Nothing that exciting. But this options market metric, which takes its name from the third letter of the Greek alphabet and is an indicator of stock price volatility, has been appearing more frequently in stock reports. This reflects concerns that Wall Street’s unexpected rebound this year — the S&P 500 index is up 18 percent since January — might be running out of steam.
An increase in volatility is often a sign that confidence in the outlook for stock prices is waning, as investors grow fearful.
This is why some analysts at major banks and brokers are watching options traders’ gamma positions very closely.
Remember me. What are the options?
Options are financial derivatives. You buy a ‘call’ option if you want to acquire the right to buy a certain share at a fixed price at some point in the future. If you want to sell that stock, you buy a ‘put’ option.
Concerns: An increase in volatility is often a sign that confidence in the outlook for stock prices is waning, as investors grow fearful.
Options trading, an activity with great risks, has doubled since 2020, with 10 billion contracts in the US alone last year.
This was partly a result of the increased participation of private investors, which began during the pandemic. But many are now participating less, either because they have taken losses or found jargon, including terms like gamma, incomprehensible.

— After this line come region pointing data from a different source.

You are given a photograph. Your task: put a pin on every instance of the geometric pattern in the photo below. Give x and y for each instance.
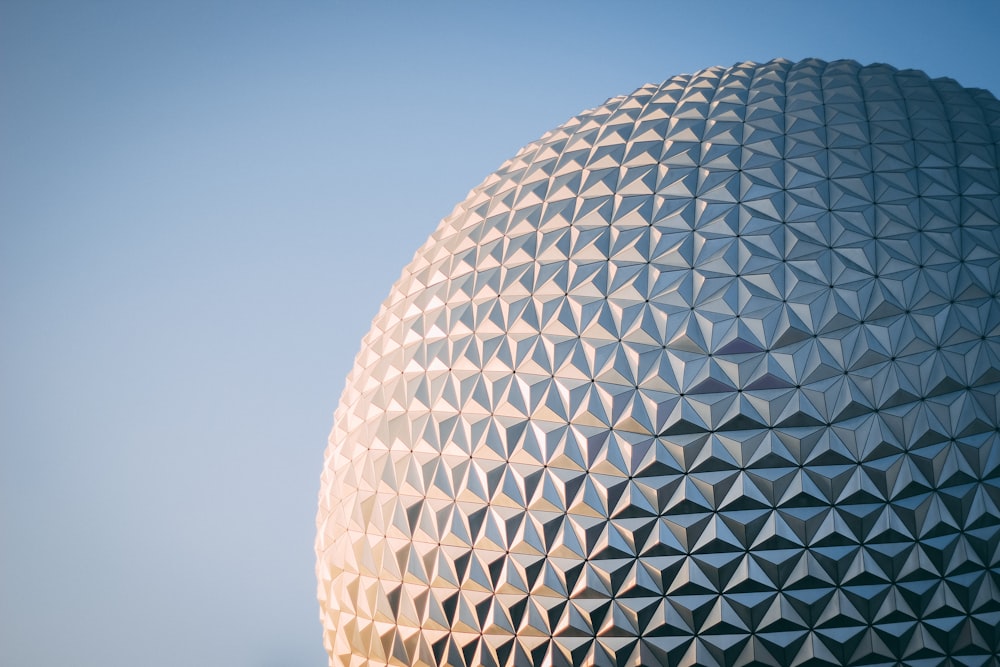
(708, 375)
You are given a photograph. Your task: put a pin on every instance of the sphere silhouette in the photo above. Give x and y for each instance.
(708, 375)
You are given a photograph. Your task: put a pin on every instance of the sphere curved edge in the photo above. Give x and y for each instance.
(707, 375)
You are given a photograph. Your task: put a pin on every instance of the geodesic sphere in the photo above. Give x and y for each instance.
(707, 375)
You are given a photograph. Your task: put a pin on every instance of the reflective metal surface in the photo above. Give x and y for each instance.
(707, 375)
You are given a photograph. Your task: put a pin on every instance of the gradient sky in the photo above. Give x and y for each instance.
(202, 205)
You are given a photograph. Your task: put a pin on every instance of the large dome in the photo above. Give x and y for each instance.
(709, 374)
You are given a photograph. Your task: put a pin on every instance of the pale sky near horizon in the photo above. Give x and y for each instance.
(202, 205)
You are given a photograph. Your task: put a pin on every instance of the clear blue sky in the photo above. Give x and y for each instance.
(202, 205)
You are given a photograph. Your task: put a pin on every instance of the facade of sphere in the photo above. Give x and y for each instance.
(708, 375)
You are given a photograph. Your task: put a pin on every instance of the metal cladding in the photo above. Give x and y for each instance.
(708, 375)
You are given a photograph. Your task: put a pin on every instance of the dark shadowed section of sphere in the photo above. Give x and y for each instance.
(707, 375)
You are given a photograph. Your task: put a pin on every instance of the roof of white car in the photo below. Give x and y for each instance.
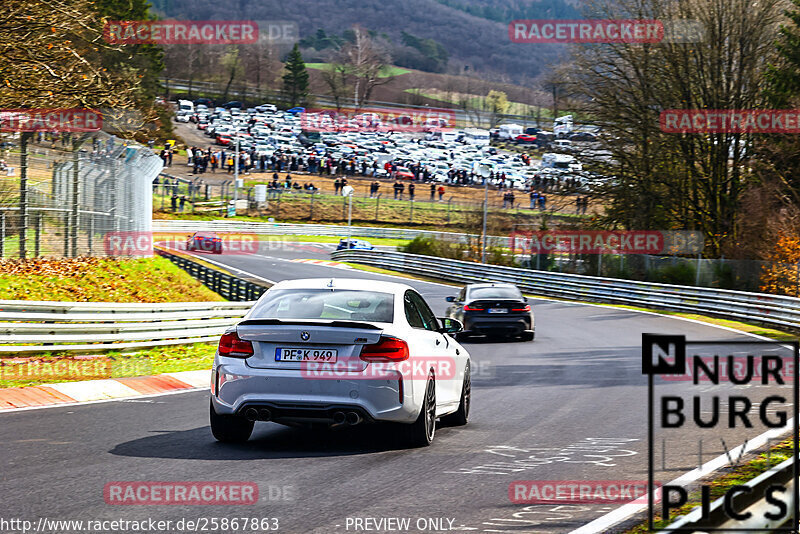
(343, 283)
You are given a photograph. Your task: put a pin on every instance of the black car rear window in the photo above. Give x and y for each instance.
(495, 293)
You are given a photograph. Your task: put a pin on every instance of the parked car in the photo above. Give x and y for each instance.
(402, 173)
(583, 136)
(269, 366)
(525, 138)
(355, 244)
(492, 310)
(204, 242)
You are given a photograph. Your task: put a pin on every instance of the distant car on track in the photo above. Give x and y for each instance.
(493, 310)
(355, 244)
(205, 242)
(370, 334)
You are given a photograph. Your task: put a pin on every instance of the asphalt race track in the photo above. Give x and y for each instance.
(572, 404)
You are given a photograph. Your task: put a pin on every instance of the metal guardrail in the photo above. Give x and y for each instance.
(32, 327)
(227, 285)
(772, 310)
(263, 228)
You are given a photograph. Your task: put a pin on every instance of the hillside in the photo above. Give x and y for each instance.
(473, 39)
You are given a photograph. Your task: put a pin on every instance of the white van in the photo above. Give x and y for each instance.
(476, 136)
(509, 131)
(563, 126)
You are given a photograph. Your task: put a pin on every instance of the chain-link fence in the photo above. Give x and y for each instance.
(60, 194)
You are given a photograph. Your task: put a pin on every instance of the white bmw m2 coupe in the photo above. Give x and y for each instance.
(340, 352)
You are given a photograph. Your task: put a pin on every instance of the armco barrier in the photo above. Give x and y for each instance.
(90, 327)
(229, 286)
(83, 327)
(772, 310)
(330, 230)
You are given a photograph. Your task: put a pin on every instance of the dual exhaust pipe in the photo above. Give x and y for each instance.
(349, 418)
(339, 418)
(260, 414)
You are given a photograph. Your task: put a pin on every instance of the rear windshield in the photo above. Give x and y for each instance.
(351, 305)
(495, 293)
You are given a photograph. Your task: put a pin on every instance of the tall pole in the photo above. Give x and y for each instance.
(485, 210)
(23, 193)
(74, 198)
(236, 172)
(349, 218)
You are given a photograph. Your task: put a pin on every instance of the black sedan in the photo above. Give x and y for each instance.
(493, 310)
(205, 242)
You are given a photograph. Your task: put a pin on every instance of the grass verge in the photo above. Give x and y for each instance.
(100, 280)
(50, 368)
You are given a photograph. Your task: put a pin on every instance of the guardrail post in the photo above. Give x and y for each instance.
(697, 274)
(66, 235)
(89, 235)
(2, 233)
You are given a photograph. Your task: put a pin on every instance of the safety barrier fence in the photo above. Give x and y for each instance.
(31, 327)
(772, 310)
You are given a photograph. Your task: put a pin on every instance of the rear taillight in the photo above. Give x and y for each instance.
(387, 349)
(232, 346)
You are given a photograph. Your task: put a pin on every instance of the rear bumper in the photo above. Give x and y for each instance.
(293, 397)
(496, 325)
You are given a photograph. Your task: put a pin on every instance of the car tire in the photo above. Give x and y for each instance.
(230, 428)
(528, 336)
(461, 416)
(421, 432)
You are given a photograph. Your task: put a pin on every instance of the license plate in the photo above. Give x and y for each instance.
(305, 355)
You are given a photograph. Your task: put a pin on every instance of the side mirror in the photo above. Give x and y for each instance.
(450, 326)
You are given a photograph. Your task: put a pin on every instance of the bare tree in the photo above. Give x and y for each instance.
(366, 59)
(335, 77)
(663, 180)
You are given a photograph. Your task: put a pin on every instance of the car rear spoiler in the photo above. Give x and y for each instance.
(312, 322)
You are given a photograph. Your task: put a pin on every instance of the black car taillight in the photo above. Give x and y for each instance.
(232, 346)
(387, 349)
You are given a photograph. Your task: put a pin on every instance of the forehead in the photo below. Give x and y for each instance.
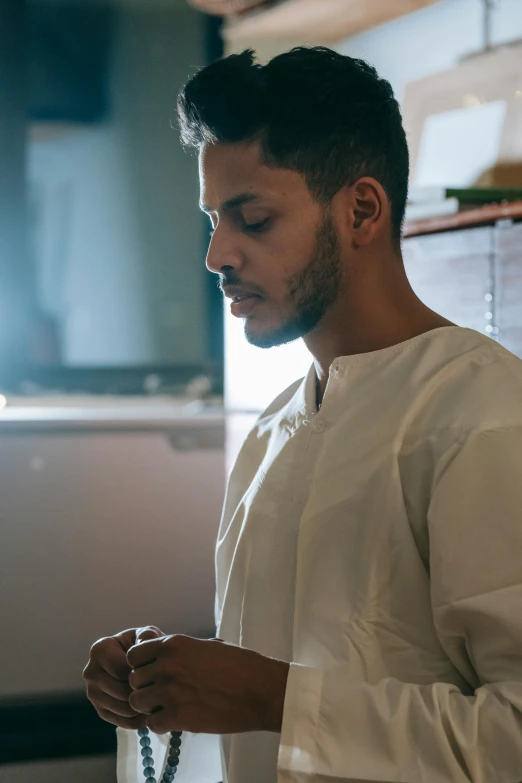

What is the importance of gamma in options trading?
Gamma is one of the ‘Greek options’. These are the metrics used by traders to assess the factors that can influence the value of an option and thus discover whether they are going to make or lose money on the contract. The key metrics are delta, gamma, theta, and vega.
Delta is an estimate of how much an option’s value may change given a £1 or $1 movement, either up or down in the value of the underlying stock. The gamma shows the rate of change between an option’s delta and the price of the underlying stock.
Theta should show how much an option’s value should decrease as the expiration date approaches, while vega should give a picture of the influence of big swings on the price of that underlying stock.
These calculations are done by computers instead of humans.
This is still all Greek to me…
It is less important to understand the mathematics behind gamma calculations than to be aware of the role that gamma and other metrics play, behind the scenes, in the direction of stock markets.
Some Wall Street analysts even use their estimates of options traders’ gamma exposure as the basis for stock recommendations. If these traders think they are about to lose money on a contract, they will buy the underlying stock, which can push its price up. This phenomenon is called ‘gamma squeeze’.
In 2021, a fund manager at a division of Morgan Stanley concluded that gamma estimates suggested stocks would hold steady and made a series of lucrative deals based on that assumption, earning this person the nickname Gamma. Hammer. Everything suggests that options trading is a very complex affair. You may conclude that it is better to leave it in the hands of professionals.